Lydia's first writing assignment was to write a memoir. I love her take on this story, even if she has taken a bit of artistic licence with some details. She is just a gem.
Moving To West Virginia
“Well, I’ve done it,” my grandfather announced, proudly, during dinner one night.
“Done what?” Mother replied.
“Bought land to build a farm, of course,”
Mom and Dad dropped their fork. “Did what now?” Dad said in shock.
“Bought land to build a farm,” Papaw answered, simply, as if he were discussing the weather.
In the year 2004-2005 my mother’s parents decided to pick up their belongings and move four hours from Akron, Ohio to Wild and Wonderful, West Virginia. This subject had been on the table for mere months, but Papaw, being Papaw, bought it without a second thought. And so began our new adventure.
I remember one time Mom and Dad took me and my two brothers to visit the new farm. The mini-van had about a fourth of a tank of gas. So poor Mother, having no clue about country life vs. city life, decided to pull into the first gas station she could find. There were, of course, no gas stations unless you went into town as all the locals knew. We, predictably, ran out of gas before reaching the land that was to be our new home. Papaw and the neighbor, John, had to come to our rescue with a can of gas and snacks.
Not long after our visit, my father took a job selling music, pushing him to join my grandparents in West Virginia. My mother began packing up our little duplex with the help of Kellen, my eldest brother. Three months later we were settling our lives in a single wide we shared with my grandparents. Soon after that we switched to tents on our new 104 acres of land and finally graduated to our own separate mobile homes. By that time Mother was hugely pregnant. My baby sister, Vivian and spring had come with them hundreds of oak, maple, and ash trees leaves.
Our first animal was small mutt puppy, named Pac. Pac was the first of many creatures to join the team. My favorites will always be the ones that ran around in John’s barn and pasture. Papaw had left early one morning to pick up a sofa from some odd town a few hours away. When he came back that afternoon he had twinkle in his eye and a smile on his face.

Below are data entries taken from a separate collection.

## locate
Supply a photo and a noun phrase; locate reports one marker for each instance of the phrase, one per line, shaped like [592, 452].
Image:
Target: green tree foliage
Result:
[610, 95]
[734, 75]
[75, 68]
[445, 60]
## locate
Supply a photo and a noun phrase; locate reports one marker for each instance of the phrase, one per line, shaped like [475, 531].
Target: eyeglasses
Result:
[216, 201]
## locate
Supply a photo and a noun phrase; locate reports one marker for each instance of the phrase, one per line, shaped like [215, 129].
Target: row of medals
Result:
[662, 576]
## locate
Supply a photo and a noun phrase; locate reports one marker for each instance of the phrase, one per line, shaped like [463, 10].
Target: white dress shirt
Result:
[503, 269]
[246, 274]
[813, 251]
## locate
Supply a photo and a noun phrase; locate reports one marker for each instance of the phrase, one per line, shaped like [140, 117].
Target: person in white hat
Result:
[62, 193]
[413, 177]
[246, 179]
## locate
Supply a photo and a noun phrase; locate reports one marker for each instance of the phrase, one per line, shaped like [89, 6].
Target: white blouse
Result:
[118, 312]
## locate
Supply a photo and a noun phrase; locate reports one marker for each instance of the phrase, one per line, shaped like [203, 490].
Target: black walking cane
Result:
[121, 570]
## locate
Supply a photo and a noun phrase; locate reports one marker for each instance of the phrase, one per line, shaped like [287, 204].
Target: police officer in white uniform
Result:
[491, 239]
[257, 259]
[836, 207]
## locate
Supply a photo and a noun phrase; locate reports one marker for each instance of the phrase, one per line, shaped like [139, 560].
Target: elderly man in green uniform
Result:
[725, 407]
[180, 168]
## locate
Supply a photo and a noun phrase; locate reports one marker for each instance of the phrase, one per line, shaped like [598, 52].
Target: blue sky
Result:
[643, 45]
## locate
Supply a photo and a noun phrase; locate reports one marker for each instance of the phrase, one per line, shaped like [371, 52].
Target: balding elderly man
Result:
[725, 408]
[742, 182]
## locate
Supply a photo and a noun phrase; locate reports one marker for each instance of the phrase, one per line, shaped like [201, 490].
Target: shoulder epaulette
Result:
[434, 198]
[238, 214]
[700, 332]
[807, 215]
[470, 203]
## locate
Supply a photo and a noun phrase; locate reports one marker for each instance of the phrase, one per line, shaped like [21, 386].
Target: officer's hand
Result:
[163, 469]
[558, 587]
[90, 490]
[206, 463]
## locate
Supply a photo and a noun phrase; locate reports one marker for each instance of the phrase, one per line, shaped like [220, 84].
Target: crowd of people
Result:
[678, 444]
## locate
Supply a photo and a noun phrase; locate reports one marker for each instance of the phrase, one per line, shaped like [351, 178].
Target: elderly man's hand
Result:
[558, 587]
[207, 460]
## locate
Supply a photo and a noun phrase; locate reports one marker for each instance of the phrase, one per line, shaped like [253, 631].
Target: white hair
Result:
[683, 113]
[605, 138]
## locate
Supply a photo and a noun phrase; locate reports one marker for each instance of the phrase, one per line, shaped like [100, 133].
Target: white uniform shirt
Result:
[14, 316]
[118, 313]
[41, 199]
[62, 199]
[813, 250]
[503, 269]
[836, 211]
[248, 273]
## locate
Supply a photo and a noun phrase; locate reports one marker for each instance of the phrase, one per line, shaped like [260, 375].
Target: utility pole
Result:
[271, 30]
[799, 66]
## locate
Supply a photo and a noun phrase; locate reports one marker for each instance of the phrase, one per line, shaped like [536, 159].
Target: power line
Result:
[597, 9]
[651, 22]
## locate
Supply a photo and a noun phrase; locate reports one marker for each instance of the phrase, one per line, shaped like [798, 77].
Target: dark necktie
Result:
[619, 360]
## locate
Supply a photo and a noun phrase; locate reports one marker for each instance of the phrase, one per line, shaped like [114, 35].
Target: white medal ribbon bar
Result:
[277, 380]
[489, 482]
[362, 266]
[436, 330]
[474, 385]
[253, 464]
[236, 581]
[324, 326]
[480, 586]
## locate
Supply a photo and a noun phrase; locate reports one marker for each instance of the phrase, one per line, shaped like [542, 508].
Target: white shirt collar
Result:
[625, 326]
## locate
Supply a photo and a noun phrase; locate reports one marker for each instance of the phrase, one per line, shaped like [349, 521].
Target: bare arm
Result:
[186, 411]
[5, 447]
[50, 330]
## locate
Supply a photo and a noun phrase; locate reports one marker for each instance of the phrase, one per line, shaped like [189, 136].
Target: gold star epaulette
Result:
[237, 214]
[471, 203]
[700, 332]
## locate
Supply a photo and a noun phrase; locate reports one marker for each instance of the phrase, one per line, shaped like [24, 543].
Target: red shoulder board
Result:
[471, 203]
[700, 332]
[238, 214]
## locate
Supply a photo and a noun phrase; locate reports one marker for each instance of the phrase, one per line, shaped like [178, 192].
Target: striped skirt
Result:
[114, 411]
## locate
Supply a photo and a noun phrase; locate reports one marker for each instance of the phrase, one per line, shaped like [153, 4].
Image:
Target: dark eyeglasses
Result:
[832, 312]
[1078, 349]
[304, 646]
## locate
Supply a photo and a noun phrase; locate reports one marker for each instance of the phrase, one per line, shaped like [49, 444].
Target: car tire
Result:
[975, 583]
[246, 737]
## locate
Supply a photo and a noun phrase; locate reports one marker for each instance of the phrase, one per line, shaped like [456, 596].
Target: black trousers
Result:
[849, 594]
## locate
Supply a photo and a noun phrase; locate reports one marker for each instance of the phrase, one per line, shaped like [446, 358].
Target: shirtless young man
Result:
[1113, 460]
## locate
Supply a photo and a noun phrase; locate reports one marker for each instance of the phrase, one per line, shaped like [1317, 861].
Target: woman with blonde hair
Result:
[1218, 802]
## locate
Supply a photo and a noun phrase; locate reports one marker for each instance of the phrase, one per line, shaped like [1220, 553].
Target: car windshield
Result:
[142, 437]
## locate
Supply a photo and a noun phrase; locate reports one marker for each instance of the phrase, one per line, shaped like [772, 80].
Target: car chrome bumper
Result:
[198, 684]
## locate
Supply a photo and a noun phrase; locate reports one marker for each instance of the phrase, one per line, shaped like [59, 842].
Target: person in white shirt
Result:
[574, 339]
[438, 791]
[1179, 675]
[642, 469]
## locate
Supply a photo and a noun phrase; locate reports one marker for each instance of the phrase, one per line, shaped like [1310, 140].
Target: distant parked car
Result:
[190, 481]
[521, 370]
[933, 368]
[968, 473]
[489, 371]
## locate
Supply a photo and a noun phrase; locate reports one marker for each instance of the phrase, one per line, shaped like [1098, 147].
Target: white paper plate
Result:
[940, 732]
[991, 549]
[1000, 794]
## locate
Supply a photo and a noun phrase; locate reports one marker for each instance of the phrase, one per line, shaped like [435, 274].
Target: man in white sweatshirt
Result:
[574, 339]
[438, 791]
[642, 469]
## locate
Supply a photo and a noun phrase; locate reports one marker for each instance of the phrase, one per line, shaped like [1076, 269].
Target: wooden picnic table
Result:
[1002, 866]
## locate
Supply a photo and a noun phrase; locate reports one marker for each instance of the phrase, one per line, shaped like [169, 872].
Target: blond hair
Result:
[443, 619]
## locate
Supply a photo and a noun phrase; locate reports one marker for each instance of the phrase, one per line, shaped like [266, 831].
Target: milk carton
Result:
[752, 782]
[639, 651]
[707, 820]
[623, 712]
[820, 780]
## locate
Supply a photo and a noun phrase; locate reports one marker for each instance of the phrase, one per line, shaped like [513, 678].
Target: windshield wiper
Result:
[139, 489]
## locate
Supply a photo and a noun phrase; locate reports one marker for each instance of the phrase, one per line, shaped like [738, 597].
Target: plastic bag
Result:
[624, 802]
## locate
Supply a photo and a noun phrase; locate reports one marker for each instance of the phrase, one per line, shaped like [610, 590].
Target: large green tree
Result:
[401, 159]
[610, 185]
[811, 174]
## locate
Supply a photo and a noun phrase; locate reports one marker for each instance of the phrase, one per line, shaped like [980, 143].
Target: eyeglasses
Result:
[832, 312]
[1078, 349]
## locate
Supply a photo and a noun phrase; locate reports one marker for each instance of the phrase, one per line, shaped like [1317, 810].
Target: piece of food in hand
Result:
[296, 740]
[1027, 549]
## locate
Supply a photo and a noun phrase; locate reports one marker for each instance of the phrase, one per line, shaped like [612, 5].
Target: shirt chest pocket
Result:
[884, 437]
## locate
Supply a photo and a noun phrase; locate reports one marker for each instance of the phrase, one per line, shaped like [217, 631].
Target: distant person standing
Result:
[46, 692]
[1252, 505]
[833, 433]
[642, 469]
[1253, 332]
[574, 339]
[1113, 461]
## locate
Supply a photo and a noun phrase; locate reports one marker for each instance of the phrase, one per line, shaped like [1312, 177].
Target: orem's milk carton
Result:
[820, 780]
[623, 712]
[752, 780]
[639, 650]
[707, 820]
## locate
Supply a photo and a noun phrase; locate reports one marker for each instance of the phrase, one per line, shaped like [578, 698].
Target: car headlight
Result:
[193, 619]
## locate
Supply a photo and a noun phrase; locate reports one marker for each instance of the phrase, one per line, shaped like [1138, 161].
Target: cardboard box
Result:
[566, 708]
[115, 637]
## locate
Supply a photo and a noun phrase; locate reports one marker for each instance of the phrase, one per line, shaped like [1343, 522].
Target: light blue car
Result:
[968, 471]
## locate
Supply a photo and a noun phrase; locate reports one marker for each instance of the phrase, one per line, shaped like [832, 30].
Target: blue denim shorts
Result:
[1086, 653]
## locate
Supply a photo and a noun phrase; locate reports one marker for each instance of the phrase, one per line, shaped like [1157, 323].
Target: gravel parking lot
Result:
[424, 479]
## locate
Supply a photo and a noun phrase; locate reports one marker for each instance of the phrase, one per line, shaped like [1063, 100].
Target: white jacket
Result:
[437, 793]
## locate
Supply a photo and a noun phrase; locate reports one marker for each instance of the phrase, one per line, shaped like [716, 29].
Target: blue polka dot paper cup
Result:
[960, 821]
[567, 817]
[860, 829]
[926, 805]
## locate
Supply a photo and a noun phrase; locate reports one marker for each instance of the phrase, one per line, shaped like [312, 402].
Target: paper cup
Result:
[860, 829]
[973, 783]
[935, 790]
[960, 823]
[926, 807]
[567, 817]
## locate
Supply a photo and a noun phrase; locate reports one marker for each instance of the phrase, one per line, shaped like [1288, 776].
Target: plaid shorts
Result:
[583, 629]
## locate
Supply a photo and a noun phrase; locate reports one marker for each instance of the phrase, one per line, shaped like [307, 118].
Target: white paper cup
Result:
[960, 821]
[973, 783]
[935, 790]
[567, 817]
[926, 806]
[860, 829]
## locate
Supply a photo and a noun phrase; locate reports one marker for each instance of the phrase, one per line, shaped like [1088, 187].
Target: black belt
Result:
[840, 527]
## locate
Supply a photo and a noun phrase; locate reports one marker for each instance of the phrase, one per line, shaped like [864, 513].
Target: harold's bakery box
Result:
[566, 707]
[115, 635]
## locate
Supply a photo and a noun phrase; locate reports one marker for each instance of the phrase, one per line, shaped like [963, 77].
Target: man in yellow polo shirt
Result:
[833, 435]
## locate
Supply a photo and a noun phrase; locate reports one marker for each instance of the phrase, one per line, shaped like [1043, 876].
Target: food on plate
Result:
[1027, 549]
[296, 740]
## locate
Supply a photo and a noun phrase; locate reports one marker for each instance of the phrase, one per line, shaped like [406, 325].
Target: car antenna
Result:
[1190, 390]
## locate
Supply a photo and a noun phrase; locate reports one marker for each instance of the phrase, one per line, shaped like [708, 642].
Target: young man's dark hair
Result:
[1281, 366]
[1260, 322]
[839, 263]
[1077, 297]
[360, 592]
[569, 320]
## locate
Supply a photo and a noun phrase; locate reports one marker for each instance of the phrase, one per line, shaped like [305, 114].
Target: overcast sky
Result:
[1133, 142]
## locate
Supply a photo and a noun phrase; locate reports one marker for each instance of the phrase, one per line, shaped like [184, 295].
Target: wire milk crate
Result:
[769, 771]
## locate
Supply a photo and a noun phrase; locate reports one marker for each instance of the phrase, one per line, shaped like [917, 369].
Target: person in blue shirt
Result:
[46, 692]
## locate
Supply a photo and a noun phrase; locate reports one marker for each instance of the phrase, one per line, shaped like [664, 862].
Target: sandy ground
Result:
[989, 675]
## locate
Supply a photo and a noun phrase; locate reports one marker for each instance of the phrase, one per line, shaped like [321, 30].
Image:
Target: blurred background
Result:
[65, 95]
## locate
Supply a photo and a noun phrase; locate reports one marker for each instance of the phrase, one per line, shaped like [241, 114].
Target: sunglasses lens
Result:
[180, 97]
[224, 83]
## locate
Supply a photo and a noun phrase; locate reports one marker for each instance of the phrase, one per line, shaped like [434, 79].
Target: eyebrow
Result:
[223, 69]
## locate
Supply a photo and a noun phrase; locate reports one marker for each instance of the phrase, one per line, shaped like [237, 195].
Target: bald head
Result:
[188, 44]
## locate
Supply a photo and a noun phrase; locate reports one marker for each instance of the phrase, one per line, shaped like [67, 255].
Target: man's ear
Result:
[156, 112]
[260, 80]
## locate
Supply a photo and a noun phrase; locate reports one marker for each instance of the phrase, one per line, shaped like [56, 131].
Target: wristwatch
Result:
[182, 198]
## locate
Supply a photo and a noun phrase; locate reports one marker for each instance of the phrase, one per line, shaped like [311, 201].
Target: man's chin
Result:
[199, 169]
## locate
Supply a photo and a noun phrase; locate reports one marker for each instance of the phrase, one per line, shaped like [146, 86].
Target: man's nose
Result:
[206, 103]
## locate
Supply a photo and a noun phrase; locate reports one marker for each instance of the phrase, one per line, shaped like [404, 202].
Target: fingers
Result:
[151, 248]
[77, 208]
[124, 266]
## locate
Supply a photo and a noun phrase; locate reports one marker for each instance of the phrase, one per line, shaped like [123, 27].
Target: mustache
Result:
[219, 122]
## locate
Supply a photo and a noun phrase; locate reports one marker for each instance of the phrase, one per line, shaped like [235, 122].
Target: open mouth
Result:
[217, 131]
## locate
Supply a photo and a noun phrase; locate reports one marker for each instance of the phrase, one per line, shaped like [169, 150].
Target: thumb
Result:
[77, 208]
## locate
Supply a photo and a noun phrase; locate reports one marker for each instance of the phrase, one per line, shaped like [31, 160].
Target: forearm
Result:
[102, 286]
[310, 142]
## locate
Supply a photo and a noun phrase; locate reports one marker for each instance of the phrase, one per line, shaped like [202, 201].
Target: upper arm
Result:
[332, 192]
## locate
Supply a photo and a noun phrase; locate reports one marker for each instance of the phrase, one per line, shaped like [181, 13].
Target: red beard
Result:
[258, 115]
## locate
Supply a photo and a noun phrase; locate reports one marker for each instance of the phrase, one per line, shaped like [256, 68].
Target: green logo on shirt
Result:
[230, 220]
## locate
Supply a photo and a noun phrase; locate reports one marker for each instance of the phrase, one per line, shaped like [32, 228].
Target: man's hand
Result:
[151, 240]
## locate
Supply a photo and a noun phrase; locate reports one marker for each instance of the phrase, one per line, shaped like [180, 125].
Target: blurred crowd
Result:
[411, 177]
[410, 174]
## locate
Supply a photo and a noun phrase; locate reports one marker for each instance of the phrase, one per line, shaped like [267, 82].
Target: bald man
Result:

“Lydia,” he whispered to me, “I have surprise for you, but you must promise to share it with your Mamaw, OK?”
“OK,” I replied.
Everyone piled into the car and headed to the barn. Instead of a sofa, Papaw brought home a tall brown horse, who was very pregnant. I was beyond ecstatic. Mamaw named her Sophie to remind Papaw that the horse was not part of the plan. After Sophie gave birth to Biscuit, Papaw decided that he should have a friend, and so came along Diamond and eventually Diamond gave birth to Ruby.
Years passed and we had acquired piles of junk, that no one had any use for. Cows were constantly escaping the fences that we had no time to fix. The goats were heavy with milk because we had no time to milk them. The sheep were sweating bullets because we had no time to shear them. So we downsized to gardens, pigs, and chickens. We battled them for another four years.
In late fall of last year we went back to Akron to visit some friends. The day after we got back Kellen and I caught Mom looking at houses in Wadsworth, Ohio. And so began a whole new adventure. By spring we had house and two acres of land.
My father always said that “Failure is your friend.” We had failed many times in our years of farming. Small failures such as a cow escaped the pasture, a raccoon hunted a couple of chicks for his dinner, or the mothering sow lost a few piglets after giving birth. There were big failures too like not ever building proper houses and just living in mobile homes that were way past their prime, not going through our messes that piled up after eleven years of living there, or not being able to keep up with the farm after Papaw and Dad passed away. We may be back where we were in the first place, but we’ve learned and we’ve grown and now we are living the life in front of us.